ISLR Chapter 4: Classification (Part 3: Exercises- Conceptual)

Posted by Amit Rajan on Tuesday, May 15, 2018

4.7 Exercises

Conceptual

Q1. Using a little bit of algebra, prove that the logistic function representation and logit representation for the logistic regression model are equivalent.

Sol: Logistic function representation is given as:

$$p(X) = \frac{e^{\beta_0 + \beta_1X}}{1 + e^{\beta_0 + \beta_1X}}$$

then $1-p(X) = \frac{1}{1 + e^{\beta_0 + \beta_1X}}$, Taking the ratio of these two and then taking the log, we get

$$log\bigg( \frac{p(X)}{1-p(X)} \bigg) = \beta_0 + \beta_1X$$

Q2. Under the assumption that the observations in the $k$th class is drawn from a normal distribution, the Bayes’ classifier assign an observation to the class for which the discriminant function is maximized.
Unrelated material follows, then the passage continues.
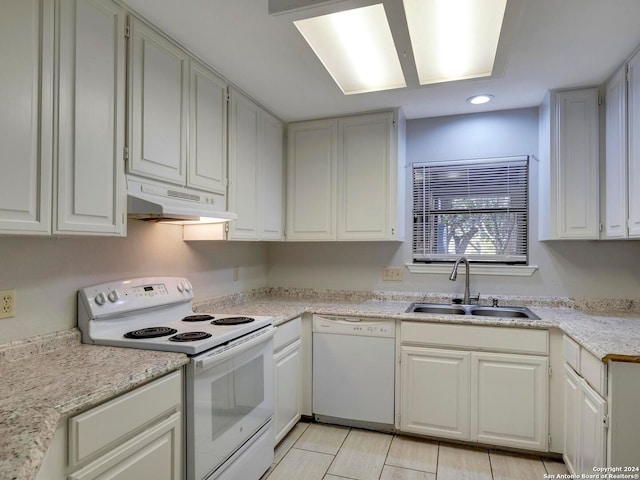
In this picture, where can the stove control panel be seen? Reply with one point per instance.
(126, 295)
Sol: The posterior probability for the Bayes’ classifier is given as:

$$p_k(X) = \frac{\pi_k \frac{1}{\sqrt{2\pi}\sigma} exp \bigg( {-\frac{1}{2\sigma^2}(x - \mu_k)^2} \bigg)} {\sum_{l=1}^{k}\pi_l\frac{1}{\sqrt{2\pi}\sigma} exp \bigg( {-\frac{1}{2\sigma^2}(x - \mu_l)^2} \bigg)}$$

In the Bayes’ classifier, we have to find the class for which this is maximum. As log function is monotonically increasing, we can maximize the log of the posterior probability. Here the denominator is constant and hence for the maximization process, this can be ignored. For the constant variance case, the term $\frac{1}{\sqrt{2\pi}\sigma}$ in the neumerator is constant and hence can be ignored as well. Now taking the logarithm and expanding the quadratic term, we get:

$$log(p_k(X)) = \delta_k(X) = log(\pi_k) - \frac{\mu_k^2}{2\sigma^2} + x.\frac{\mu_k}{\sigma^2} - \frac{x^2}{2\sigma^2}$$

The last term is constant in $k$ as well and hence can be ignored, which gives:

$$\delta_k(X) = log(\pi_k) - \frac{\mu_k^2}{2\sigma^2} + x.\frac{\mu_k}{\sigma^2}$$

Q3. This problem relates to the QDA model, in which the observations within each class are drawn from a normal distribution with a classspecific mean vector and a class specific covariance matrix. We can not assume that the variance of each class is same. Prove that in this case, the Bayes’ classifier is not linear. Argue that it is in fact quadratic.

Sol: Replacing $\sigma$ with $\sigma_k$ in the second equation in question 2 and not ignoring the term $\frac{1}{\sqrt{2\pi}\sigma_k}$ in the neumerator before taking the log, we get the discriminant function as:

$$\delta_k(X) = log(\pi_k) - log(\sigma_k) - \frac{\mu_k^2}{2\sigma_k^2} + x.\frac{\mu_k}{\sigma_k^2} - \frac{x^2}{2\sigma_k^2}$$

And hence Bayes’ classifier is not linear in $x$. In fact, it is quadratic.

Q4. When the number of features p is large, there tends to be a deterioration in the performance of KNN and other local approaches that perform prediction using only observations that are near the test observation for which a prediction must be made. This phenomenon is known as the curse of dimensionality, and it ties into the fact that parametric approaches often perform poorly when p is large.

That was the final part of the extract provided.